The tour seemed to be progressing as usual. The parents exclaimed over the clocks and stopped several times to wait for a particular one to go off. The little girl got over her shyness and began to wander around, but the mother seemed to always have a hand or a sharp word at the ready. Children really weren’t often a problem and they were usually the most excited over the clocks. But their quick movements made James nervous. Children jumped around and danced during the chimes, swinging their arms and doing odd can-can kicks. They shrieked and laughed and then the chimes seemed to get a little more raucous. James couldn’t decide if the wild chiming was due to fear of being broken or to sheer joy of being excitedly appreciated. Joy and fear both caused a clamoring in James’ body and he just didn’t know how to interpret the clocks when they were in a wild mood.

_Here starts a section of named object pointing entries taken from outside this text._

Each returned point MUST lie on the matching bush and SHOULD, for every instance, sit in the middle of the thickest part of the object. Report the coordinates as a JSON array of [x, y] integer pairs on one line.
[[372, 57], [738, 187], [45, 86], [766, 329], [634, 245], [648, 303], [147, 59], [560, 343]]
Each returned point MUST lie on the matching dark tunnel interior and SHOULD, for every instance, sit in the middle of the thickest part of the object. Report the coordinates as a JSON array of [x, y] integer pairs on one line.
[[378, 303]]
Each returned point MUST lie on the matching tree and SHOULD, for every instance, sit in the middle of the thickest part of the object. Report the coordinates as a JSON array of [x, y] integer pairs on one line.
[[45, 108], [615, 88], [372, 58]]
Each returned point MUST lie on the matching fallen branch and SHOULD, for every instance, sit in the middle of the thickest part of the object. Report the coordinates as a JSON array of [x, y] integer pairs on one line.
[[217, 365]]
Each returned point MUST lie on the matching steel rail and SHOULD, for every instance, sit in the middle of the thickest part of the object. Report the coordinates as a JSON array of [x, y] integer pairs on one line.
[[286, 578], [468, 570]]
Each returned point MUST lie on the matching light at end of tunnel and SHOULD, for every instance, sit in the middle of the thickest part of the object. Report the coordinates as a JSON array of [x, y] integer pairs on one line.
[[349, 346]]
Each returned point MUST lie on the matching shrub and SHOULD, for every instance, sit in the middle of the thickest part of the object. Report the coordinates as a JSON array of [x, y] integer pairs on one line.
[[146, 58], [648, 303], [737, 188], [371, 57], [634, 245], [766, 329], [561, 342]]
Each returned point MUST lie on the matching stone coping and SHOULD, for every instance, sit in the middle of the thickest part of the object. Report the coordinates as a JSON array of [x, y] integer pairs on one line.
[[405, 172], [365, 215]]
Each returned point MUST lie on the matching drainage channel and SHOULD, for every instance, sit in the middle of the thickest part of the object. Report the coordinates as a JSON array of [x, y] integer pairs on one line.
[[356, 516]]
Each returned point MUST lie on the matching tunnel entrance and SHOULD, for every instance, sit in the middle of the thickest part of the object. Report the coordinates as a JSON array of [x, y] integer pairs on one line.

On that day, James saw the incident begin to happen. The parents stood under a birdcage clock, staring up at the face and waiting to hear the bird sing. The little girl moved off to the side and watched a blinking-eye clock, Felix the Cat. “Mama, lookit da kitty!” she called and the mother nodded and said, “Isn’t that cute?” But she never took her eyes from the bottom of the birdcage. That was the first warning and James scooted forward on his chair. An ignored child was a dangerous child. The little girl seemed fascinated, but she didn’t move from her place. The black and white cat’s tail was a pendulum, swinging back and forth beneath the body of the clock, and as the pendulum moved, so did the eyes, left, right, left, right, in direct opposition to the tail. There was a Cheshire grin on Felix’s face and the little girl laughed and swayed below him, as if she was a pendulum herself. James sat back again and tried to relax as he watched her. She was a miniature of her mother, both of them craning their necks to admire a clock, their arms crossed in front of their chests in anticipation.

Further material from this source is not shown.